Le Centre Brown (WIS Science + Building) LEED Certification Details:

This building has been designed and built to meet LEED Gold standards. Here are some of the building’s features that help contribute to environmental sustainability.

SUSTAINABLE SITES

• The building has green roof areas as well as bioretention facilities at the ground level to capture rainwater runoff at the site.  These storage and infiltration facilities allow the site to more closely mimic the natural hydrology of the area and retain runoff for the 85th percentile storm.
• The project has a four-square garden that provides open space. Additional garden and landscaped areas are scattered throughout the project and include a diversity of vegetation types and species. Extensive green roofs totaling 3,148 sf are located on top of the building.  The site’s landscaping is primarily made up of native plants.

WATER EFFICIENCY

• The project will reduce indoor water consumption by 30.56% compared to the LEED baseline through the use of water-efficient plumbing fixtures.  Efficient plumbing fixtures result in an estimated 112,810 gallons of water saved per year compared to the LEED baseline. Plumbing fixture flow rates are below:
  • Lavatory faucets – 0.5 gallon per minute
  • Toilets – 1.28 gallon per flush
  • Kitchen Faucets – 1.5 gallon per minute
  • Urinals – 0.125 gallons per flush
• The landscape design includes drip and rotor irrigation systems which results in 71% water use reduction compared to the LEED baseline.
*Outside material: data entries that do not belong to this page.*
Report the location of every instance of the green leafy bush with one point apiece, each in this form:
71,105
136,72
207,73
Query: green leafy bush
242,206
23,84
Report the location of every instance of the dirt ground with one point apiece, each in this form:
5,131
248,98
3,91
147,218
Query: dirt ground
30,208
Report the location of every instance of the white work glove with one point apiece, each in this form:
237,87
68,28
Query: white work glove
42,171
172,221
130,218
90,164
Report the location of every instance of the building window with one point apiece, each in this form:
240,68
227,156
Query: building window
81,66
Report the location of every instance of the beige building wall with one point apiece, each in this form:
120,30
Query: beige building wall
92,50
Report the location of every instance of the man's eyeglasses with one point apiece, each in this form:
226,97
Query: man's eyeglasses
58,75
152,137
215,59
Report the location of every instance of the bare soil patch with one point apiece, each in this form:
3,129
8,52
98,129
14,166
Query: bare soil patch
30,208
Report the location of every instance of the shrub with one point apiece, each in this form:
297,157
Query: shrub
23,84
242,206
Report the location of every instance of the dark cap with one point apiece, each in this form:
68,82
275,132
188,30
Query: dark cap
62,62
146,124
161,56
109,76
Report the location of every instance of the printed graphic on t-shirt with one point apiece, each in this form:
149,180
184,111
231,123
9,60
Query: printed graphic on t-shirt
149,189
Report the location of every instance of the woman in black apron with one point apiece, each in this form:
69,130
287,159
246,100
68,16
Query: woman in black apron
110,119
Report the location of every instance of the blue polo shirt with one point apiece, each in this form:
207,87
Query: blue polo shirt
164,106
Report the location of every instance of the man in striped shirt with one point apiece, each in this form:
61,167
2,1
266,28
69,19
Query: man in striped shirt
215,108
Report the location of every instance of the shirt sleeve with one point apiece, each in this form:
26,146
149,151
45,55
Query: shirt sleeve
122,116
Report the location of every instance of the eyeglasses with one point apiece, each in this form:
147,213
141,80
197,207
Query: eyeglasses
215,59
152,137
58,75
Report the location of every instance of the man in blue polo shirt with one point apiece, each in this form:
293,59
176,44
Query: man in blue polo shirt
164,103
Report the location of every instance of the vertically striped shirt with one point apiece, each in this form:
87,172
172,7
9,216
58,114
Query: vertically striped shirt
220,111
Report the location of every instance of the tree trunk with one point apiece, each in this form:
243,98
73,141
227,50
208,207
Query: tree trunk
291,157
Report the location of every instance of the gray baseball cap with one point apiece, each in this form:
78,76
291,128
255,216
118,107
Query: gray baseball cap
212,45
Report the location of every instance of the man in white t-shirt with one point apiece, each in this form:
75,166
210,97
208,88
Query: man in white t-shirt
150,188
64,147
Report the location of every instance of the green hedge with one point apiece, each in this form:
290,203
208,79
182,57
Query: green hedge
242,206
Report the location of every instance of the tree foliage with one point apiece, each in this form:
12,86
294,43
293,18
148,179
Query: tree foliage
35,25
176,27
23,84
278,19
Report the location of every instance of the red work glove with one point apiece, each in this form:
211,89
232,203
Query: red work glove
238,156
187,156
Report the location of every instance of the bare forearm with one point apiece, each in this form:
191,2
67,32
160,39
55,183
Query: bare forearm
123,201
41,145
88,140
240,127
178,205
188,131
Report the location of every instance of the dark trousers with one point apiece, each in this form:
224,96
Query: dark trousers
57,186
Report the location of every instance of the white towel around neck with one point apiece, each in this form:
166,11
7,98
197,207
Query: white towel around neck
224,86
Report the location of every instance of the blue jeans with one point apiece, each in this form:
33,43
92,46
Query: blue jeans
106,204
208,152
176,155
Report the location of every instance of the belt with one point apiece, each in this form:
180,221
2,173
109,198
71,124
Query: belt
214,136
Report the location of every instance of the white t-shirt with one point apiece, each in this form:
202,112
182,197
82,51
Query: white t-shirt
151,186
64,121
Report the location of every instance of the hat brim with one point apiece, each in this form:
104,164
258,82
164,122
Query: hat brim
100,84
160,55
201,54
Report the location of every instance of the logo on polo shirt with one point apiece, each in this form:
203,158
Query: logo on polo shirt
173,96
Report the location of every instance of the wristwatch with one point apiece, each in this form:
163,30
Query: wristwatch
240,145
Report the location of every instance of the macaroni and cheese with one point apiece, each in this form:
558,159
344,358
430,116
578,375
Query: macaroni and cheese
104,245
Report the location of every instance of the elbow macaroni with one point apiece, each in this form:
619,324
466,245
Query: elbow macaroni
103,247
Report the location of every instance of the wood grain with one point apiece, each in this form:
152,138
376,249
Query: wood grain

The landscape design also increases water efficiency due to the use of native plants for most of the landscaping.

ENERGY & ATMOSPHERE

• The project has been designed to meet and exceed ASHRAE 90.1-2010 energy standards. A whole building energy model was developed to determine the building’s energy performance and savings. The projected energy savings are 30.7% in energy cost compared to the ASHRAE 90.1-2010 baseline. Energy efficiency measures are below:
  • Lighting design is 21% more efficient than the ASHRAE 90.1 baseline;
  • HVAC system uses efficient water source heat pumps;
  • Demand-control ventilation that reduces the ventilation supply based on occupancy;
  • Energy Star certified foodservice equipment is installed in the school kitchen;
  • A 75 kW solar photovoltaic system has been installed for the project which saves approximately 88,000 kWh of energy per year.

MATERIALS & RESOURCES

• The project implemented a construction waste management plan during construction to recycle or otherwise divert materials from disposal.  The project diverted a total of 754 tons of material from disposal. 
• The school has a composting service which collects all of the food waste generated at the site.  Composting collection bins are located in the school’s kitchen, cafeteria and in the gallery.
• A life cycle analysis was conducted for the building structure and enclosure materials which found that the building’s materials have reduced life cycle impact compared to the LEED baseline.  These impact reductions were mostly driven by use of concrete with an increased amount of slag rather than conventional cementitious material.  Life cycle impact reductions are summarized as follows:
  • GHG emissions were reduced by 19.8% compared to the baseline;
  • Eutrophication impacts were reduced by 17%;
  • Non-renewable energy use was reduced by 11%.

INDOOR ENVIRONMENTAL QUALITY

• Construction IAQ management was conducted to protect ductwork and HVAC systems from construction debris and contaminants generated during construction.
• Another measure to improve indoor air quality was use of low VOC paints and coatings, adhesives, sealants, insulation, and flooring. These permanently installed finishes were low VOC materials per LEED standards.